FastFlow: high-performance parallel patterns and building blocks in C++

FastFlow is a programming library implemented in modern C++ targeting multi/many-cores and distributed systems (the distributed run-time is experimental). It offers both a set of high-level ready-to-use parallel patterns and a set of mechanisms and composable components (called building blocks) to support low-latency and high-throughput data-flow streaming networks.

FastFlow simplifies the development of parallel applications modelled as a structured directed graph of processing nodes. The graph of concurrent nodes is constructed by the assembly of sequential and parallel building blocks as well as higher-level parallel patterns modelling typical schemas of parallel computations (e.g., pipeline, task-farm, parallel-for, etc.). FastFlow efficiency stems from the optimized implementation of the base communication and synchronization mechanisms and from its layered software design.
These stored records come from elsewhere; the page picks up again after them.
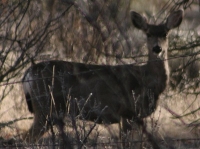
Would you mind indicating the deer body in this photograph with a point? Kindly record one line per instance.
(54, 88)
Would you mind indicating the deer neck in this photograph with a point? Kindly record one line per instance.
(158, 67)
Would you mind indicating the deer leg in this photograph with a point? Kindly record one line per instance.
(125, 129)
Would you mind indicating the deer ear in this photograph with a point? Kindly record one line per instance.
(174, 19)
(138, 21)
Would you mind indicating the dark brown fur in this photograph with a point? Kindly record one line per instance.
(54, 88)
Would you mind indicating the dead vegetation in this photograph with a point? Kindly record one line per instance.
(98, 32)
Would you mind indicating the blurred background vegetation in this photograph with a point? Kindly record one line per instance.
(97, 32)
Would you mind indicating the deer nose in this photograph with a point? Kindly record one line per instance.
(157, 49)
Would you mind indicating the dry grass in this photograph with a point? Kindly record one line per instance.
(161, 124)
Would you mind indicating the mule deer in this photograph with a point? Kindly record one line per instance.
(128, 91)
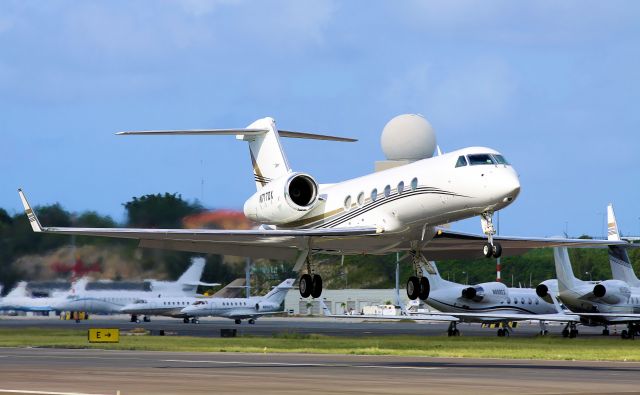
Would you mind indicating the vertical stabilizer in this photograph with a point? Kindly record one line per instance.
(564, 272)
(190, 279)
(621, 268)
(267, 156)
(278, 294)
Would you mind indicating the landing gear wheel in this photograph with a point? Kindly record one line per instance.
(305, 286)
(424, 289)
(316, 286)
(496, 250)
(413, 288)
(487, 250)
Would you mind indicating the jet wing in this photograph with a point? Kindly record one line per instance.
(511, 317)
(448, 244)
(260, 243)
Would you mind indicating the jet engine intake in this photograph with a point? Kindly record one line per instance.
(283, 200)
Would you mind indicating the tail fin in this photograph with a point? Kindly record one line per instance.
(190, 279)
(278, 294)
(267, 156)
(430, 271)
(618, 257)
(564, 271)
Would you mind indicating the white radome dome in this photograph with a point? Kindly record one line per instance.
(408, 137)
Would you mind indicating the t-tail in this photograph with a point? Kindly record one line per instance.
(278, 294)
(618, 257)
(267, 156)
(564, 272)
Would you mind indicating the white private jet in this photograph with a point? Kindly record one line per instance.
(398, 209)
(489, 303)
(238, 309)
(112, 301)
(171, 306)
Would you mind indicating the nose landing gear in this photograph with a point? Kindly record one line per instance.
(490, 249)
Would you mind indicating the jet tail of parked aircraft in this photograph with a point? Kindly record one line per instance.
(564, 271)
(618, 257)
(278, 294)
(267, 156)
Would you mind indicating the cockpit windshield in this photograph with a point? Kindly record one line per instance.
(481, 159)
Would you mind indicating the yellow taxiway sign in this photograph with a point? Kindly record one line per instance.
(104, 335)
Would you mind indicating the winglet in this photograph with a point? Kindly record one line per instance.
(35, 224)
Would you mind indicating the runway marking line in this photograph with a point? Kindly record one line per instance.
(310, 364)
(43, 392)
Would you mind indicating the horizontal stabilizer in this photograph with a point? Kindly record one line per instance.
(236, 132)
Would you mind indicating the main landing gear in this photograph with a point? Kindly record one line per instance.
(490, 249)
(570, 330)
(417, 286)
(310, 283)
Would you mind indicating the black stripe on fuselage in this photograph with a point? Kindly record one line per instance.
(346, 216)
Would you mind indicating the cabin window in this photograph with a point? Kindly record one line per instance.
(500, 159)
(347, 202)
(481, 159)
(414, 184)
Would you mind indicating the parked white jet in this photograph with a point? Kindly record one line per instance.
(604, 303)
(242, 308)
(20, 300)
(112, 301)
(491, 302)
(171, 306)
(398, 209)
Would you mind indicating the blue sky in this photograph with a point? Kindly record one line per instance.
(553, 85)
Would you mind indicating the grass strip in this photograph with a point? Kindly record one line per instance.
(548, 347)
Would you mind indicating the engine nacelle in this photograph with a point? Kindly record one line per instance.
(612, 291)
(283, 200)
(266, 306)
(486, 292)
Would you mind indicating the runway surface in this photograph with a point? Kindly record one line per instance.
(268, 326)
(134, 372)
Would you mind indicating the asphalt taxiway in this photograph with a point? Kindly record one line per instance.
(269, 326)
(135, 372)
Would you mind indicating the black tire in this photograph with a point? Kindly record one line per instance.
(497, 250)
(316, 286)
(424, 289)
(487, 250)
(413, 288)
(305, 286)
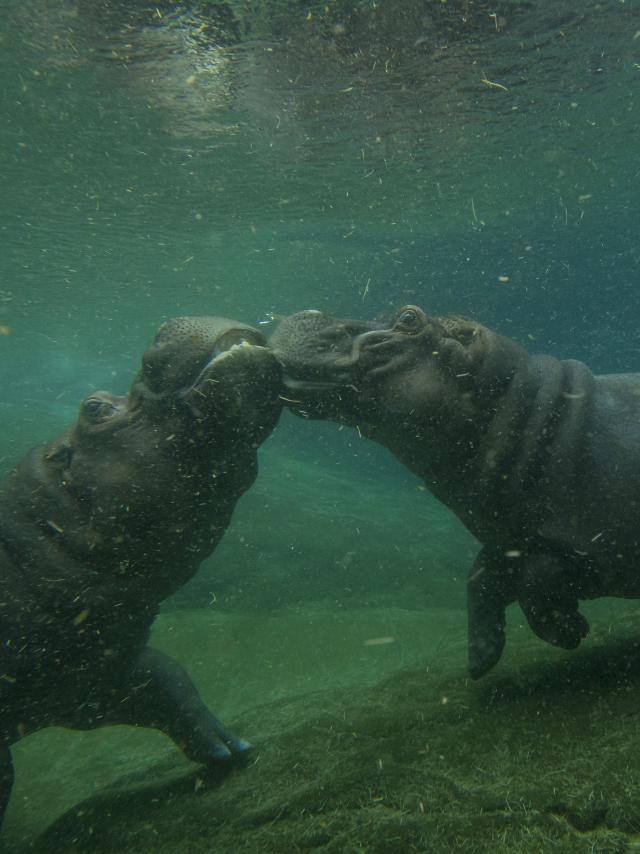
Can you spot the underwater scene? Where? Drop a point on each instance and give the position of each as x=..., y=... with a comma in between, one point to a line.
x=322, y=320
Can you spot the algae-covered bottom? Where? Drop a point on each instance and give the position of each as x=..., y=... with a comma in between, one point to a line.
x=405, y=755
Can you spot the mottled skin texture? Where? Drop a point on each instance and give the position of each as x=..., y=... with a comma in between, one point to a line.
x=101, y=525
x=539, y=458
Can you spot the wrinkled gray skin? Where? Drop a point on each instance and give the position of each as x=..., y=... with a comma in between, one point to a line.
x=101, y=525
x=538, y=458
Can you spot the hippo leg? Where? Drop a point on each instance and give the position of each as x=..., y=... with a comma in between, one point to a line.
x=549, y=601
x=492, y=585
x=6, y=778
x=160, y=694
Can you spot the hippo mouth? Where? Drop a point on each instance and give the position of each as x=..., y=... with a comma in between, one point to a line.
x=233, y=345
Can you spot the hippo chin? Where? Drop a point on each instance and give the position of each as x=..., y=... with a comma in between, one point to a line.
x=99, y=526
x=539, y=458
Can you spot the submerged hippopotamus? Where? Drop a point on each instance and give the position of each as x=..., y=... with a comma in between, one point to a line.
x=538, y=458
x=101, y=525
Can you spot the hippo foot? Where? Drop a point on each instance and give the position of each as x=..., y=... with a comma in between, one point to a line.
x=563, y=629
x=484, y=652
x=550, y=603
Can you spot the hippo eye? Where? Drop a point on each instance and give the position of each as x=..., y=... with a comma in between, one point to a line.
x=409, y=319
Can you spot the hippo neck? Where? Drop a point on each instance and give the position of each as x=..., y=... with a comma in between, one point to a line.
x=501, y=468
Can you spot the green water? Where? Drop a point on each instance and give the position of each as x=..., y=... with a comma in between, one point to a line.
x=252, y=159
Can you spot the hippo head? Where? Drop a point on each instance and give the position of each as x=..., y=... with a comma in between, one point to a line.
x=203, y=373
x=414, y=367
x=206, y=396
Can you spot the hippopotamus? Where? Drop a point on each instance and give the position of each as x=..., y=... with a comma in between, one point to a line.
x=102, y=524
x=539, y=458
FastFlow's Building Blocks

FastFlow nodes represent sequential computations executed by a dedicated thread. A node can have zero, one or more input channels and zero, one or more output channels. As typical is in streaming applications, communication channels are unidirectional and asynchronous. They are implemented through Single-Producer Single-Consumer (SPSC) FIFO queues carrying memory pointers. Operations on such queues (that can have either bounded or unbounded capacity) are based on non-blocking lock-free synchronization protocol. To promote power-efficiency vs responsiveness of the nodes, a blocking concurrency control operation mode is also available.

The semantics of sending data references over a communication channel is that of transferring the ownership of the data pointed by the reference from the sender node (producer) to the receiver node (consumer) according to the producer-consumer model. The data reference is de facto a capability, i.e. a logical token that grants access to a given data or to a portion of a larger data structure. Based on this reference-passing semantics, the receiver is expected to have exclusive access to the data reference received from one of the input channels, while the producer is expected not to use the reference anymore.

The set of FastFlow building blocks is:

node. This is the basic abstraction of the building blocks. It defines the unit of sequential execution in the FastFlow library. A node encapsulates either user’s code (i.e. business logic) or RTS code. User’s code can also be wrapped by a FastFlow node executing RTS code to manipulate and filter input and output data before and after the execution of the business logic code. Based on the number of input/output channels it is possible to distinguish three different kinds of sequential nodes: standard node with one input and one output channel, multi-input with many inputs and one output channel, and finally multi-output with one input and many outputs. A generic node performs a loop that: i) gets a data item (through a memory reference to a data structure) from one of its input queues; ii) executes a functional code working on the data item and possibly on a state maintained by the node itself by calling its service method svc(); iii) puts a memory reference to the resulting item(s) into one or multiple output queues selected according to a predefined or user-defined policy.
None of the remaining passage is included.